A diagnosis of pre-eclampsia may result in a range of complications with significant long-term implications for the mother [52]. Furthermore, the diagnosis may have future implications for the management of the health of the mother, as a history of pre-eclampsia is an independent risk factor for cardiac events and stroke. Women from the HYPITAT trial, which investigated the optimum time for delivery in women with gestational hypertension or pre-eclampsia, received a cardiovascular follow-up 2–5 years post-delivery. The results showed that almost half of the early onset pre-eclampsia women subsequently developed hypertension as opposed to 39% and 25% of women in the pregnancy-induced hypertension and late-onset pre-eclampsia groups, respectively [53]. The effects can be even longer-lasting, and it has been shown that 30 years after a pregnancy complicated by pre-eclampsia, the odds of having a coronary artery calcification score of greater than 50 Agatston units are 2.61 (CI 0.95–7.14) times greater than those for women without pre-eclampsia, even after adjustment for additional risk factors [54].

Conclusions

Important evidence regarding the optimum methods of diagnosis and management of this complex disease is still emerging. The CHIPS trial demonstrates the importance of optimal management of blood pressure in pregnancy hypertension. In order for optimal management to be instigated, improved diagnosis and surveillance of pre-eclampsia are key. Angiogenic biomarkers demonstrate a promising role for the prediction and diagnosis of pre-eclampsia. There may be a role for PlGF in the monitoring and prognosis of established disease; however, until clinical management and interventions such as timing of delivery are more evidence based, their biggest impact will remain in women presenting with suspected disease as a point-of-care test.

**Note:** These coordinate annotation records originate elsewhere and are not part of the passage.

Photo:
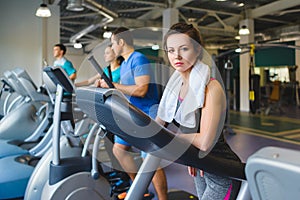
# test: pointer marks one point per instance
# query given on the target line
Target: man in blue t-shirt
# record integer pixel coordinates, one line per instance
(59, 51)
(135, 82)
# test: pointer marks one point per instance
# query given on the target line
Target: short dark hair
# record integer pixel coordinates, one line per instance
(62, 47)
(125, 34)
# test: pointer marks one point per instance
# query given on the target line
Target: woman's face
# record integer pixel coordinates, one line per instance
(181, 52)
(109, 55)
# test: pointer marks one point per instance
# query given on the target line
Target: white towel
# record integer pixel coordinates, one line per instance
(185, 115)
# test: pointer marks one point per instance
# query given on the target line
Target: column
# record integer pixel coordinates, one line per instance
(244, 65)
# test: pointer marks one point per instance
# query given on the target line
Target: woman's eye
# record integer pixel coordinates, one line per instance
(184, 49)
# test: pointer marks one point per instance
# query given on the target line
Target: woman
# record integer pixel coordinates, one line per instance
(112, 70)
(194, 102)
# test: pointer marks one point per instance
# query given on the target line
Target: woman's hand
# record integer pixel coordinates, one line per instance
(193, 172)
(103, 83)
(97, 83)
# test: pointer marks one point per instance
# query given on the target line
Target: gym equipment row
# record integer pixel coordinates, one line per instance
(269, 173)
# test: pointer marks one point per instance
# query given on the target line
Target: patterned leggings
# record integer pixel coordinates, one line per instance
(213, 187)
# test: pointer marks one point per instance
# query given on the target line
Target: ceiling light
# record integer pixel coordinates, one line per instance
(43, 11)
(77, 45)
(107, 34)
(155, 47)
(74, 5)
(244, 30)
(238, 50)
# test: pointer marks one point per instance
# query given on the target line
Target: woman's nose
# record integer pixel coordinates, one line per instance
(178, 56)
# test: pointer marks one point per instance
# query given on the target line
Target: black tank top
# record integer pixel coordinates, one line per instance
(220, 149)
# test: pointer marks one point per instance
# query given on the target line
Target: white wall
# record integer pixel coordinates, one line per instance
(21, 36)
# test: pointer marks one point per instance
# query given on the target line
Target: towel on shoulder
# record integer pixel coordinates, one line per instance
(185, 115)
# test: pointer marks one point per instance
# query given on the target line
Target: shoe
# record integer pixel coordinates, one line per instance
(147, 196)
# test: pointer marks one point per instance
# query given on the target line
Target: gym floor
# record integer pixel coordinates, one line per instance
(251, 133)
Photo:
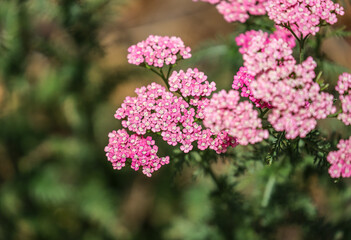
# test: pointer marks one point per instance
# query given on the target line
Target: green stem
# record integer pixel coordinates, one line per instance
(335, 114)
(268, 191)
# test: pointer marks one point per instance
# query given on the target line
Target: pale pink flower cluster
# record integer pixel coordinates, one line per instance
(239, 119)
(304, 17)
(296, 99)
(288, 87)
(242, 81)
(142, 152)
(156, 110)
(158, 51)
(235, 10)
(267, 54)
(191, 83)
(341, 160)
(344, 89)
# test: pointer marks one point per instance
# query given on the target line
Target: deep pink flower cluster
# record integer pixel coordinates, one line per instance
(191, 83)
(267, 54)
(156, 110)
(296, 100)
(303, 16)
(341, 160)
(158, 51)
(242, 81)
(234, 10)
(344, 89)
(239, 119)
(142, 152)
(288, 87)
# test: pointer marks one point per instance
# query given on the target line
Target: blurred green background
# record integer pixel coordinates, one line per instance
(63, 73)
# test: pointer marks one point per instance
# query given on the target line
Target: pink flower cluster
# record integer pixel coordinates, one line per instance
(296, 100)
(142, 152)
(156, 110)
(234, 10)
(341, 160)
(288, 87)
(191, 83)
(267, 54)
(304, 17)
(242, 81)
(158, 51)
(344, 89)
(240, 120)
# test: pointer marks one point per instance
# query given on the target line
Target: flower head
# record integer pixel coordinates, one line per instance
(341, 160)
(240, 120)
(141, 151)
(344, 89)
(233, 10)
(158, 51)
(304, 17)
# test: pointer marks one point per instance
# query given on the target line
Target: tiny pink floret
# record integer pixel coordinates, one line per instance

The most serious of all complications of pre-eclampsia is maternal death. The recent MBRACE (mothers and babies: reducing risk through audits and confidential enquiries across the UK) report has demonstrated that UK maternal deaths from hypertensive disorders are at the lowest rate ever [55]. Investigators found that in 93% of the cases of women who died, there were improvements that could have been made in clinical care, showing that work remains to optimize management for all women. It is, however, a triumph of modern obstetrics that, per million births, there is fewer than one maternal death from hypertensive disorders of pregnancy.

Abbreviations

AUC, area under the curve; cffDNA, cell-free fetal DNA; CHIPS, Control of Hypertension In Pregnancy Study; CI, confidence interval; GlyFn, glycosylated fibronectin; NICE, National Institute for Health and Care Excellence; OR, odds ratio; PlGF, placental growth factor; SE, standard error; sFlt-1, soluble fms-like tyrosine kinase 1.